# BUNGEE JUMPING,Problem is SEEMS long but it is not

Kate, a bungee jumper, wants to jump off the edge of a bridge that spans a river below. Kate has a mass m, and the surface of the bridge is a height h above the water. The bungee cord will first straighten and then stretch as Kate falls. Assume that the bungee cord behaves as an ideal spring once it begins to stretch. Neglect the effects of air resistance and use g for the magnitude of the acceleration due to gravity. Kate wants to adjust the length of the bungee cord so that she can come as close as possible to the river when she jumps, without actually hitting the water. Kate decides that she needs to measure the effective spring constant of the bungee cord,k . She attaches herself to the cord and asks a couple of strong friends to lower her slowly from the bridge until she can just touch the water (at this point the cord is stretched). She signals to her friends who mark the cord where they are holding it and haul her back up to the surface of the bridge. They measure the length of the (unstretched) bungee cord from the point where it was marked to the end attached to Kate. The length they measure is L1.
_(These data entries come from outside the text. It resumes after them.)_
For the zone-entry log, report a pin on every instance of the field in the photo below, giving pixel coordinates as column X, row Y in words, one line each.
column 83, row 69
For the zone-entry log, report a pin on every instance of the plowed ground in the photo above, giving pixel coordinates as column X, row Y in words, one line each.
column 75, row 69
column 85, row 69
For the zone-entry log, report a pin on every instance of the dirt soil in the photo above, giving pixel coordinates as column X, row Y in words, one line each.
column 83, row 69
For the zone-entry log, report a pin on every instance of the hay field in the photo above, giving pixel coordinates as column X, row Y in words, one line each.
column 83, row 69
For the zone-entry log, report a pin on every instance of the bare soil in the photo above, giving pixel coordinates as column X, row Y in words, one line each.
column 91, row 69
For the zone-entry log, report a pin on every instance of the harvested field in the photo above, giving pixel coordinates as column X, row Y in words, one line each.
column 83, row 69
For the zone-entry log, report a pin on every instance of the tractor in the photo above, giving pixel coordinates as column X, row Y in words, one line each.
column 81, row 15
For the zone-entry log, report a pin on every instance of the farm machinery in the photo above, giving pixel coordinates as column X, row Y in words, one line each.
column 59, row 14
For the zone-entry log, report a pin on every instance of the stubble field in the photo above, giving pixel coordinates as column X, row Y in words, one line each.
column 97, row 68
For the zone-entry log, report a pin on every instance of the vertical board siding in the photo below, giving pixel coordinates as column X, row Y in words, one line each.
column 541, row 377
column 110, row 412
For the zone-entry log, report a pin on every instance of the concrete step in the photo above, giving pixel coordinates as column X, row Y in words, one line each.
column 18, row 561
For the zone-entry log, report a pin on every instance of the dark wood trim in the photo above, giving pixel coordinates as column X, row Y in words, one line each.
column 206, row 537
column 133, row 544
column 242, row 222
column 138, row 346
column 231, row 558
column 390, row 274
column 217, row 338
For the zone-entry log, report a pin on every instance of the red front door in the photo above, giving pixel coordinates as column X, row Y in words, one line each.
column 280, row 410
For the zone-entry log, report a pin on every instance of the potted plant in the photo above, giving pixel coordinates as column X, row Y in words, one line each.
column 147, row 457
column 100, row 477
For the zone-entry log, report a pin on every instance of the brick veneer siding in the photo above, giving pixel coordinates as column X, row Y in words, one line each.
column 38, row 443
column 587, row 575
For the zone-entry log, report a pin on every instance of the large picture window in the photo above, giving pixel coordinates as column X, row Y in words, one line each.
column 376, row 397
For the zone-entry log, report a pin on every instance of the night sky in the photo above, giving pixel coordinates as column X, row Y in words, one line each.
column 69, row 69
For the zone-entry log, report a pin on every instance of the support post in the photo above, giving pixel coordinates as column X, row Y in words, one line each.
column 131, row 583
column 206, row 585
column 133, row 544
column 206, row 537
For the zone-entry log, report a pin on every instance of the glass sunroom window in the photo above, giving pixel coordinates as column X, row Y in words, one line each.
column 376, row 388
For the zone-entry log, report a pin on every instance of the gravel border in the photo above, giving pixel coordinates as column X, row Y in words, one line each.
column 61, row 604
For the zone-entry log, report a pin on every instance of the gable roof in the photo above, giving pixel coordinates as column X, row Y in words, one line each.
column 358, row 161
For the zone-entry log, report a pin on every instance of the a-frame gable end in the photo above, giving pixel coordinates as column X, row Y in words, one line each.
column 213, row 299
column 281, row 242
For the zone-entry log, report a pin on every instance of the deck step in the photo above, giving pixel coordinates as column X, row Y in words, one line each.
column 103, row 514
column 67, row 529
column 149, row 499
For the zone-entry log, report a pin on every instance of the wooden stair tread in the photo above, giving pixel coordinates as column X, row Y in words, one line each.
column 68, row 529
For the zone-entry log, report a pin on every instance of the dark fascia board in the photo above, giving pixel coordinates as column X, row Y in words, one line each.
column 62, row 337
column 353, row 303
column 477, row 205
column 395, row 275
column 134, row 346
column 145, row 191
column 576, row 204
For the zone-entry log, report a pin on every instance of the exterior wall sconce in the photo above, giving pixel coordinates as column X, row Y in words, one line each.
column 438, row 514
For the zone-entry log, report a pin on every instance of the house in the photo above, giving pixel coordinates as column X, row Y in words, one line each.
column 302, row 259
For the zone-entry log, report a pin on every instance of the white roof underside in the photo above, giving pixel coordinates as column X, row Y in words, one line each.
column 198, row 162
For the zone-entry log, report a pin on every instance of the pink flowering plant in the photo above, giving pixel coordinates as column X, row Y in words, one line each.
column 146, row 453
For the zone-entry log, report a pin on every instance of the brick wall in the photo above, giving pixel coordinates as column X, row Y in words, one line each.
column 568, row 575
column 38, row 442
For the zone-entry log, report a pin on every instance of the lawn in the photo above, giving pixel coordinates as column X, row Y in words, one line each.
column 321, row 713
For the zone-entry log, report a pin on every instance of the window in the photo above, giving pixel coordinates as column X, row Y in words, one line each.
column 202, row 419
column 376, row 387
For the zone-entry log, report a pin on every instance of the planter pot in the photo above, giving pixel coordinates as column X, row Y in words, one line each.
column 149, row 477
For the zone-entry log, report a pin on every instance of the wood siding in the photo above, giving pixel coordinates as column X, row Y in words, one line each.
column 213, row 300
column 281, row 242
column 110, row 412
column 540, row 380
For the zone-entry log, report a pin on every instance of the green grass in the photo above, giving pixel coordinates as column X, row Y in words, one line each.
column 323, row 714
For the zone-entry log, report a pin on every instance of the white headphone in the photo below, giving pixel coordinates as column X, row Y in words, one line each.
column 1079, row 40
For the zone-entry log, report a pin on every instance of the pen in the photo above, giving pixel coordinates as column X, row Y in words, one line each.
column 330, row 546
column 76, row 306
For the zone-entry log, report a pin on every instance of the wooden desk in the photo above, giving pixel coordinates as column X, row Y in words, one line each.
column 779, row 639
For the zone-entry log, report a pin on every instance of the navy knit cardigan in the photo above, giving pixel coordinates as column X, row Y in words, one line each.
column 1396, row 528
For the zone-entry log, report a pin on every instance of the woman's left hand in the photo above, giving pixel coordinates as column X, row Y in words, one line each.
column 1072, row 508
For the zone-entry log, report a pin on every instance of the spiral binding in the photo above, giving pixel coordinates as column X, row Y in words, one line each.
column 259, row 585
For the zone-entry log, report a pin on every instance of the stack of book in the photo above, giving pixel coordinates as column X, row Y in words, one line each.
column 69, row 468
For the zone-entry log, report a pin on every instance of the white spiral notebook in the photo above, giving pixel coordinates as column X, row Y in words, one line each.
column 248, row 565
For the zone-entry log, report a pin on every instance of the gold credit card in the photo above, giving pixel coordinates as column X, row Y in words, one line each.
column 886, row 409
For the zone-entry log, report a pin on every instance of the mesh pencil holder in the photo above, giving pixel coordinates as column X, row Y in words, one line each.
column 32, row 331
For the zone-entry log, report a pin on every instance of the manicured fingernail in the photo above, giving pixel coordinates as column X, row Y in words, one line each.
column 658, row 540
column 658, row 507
and we know that k=m*g/(h-L1)

QUESTION)Now that Kate knows the spring constant of the bungee cord, what (unstretched) length of cord,L2 , should she give herself when she jumps off the bridge? (Remember that she wants to get as close as possible to the water without getting wet.)

For simplicity, assume that Kate doesn't actually jump but simply steps off the edge of the bridge and falls straight downward. Also, assume that her height is negligible compared to the length of the bungee cord and that the bungee cord has the same spring constant in parts A and B.

Express L2 in terms of L1 and any quantities given in the problem introduction.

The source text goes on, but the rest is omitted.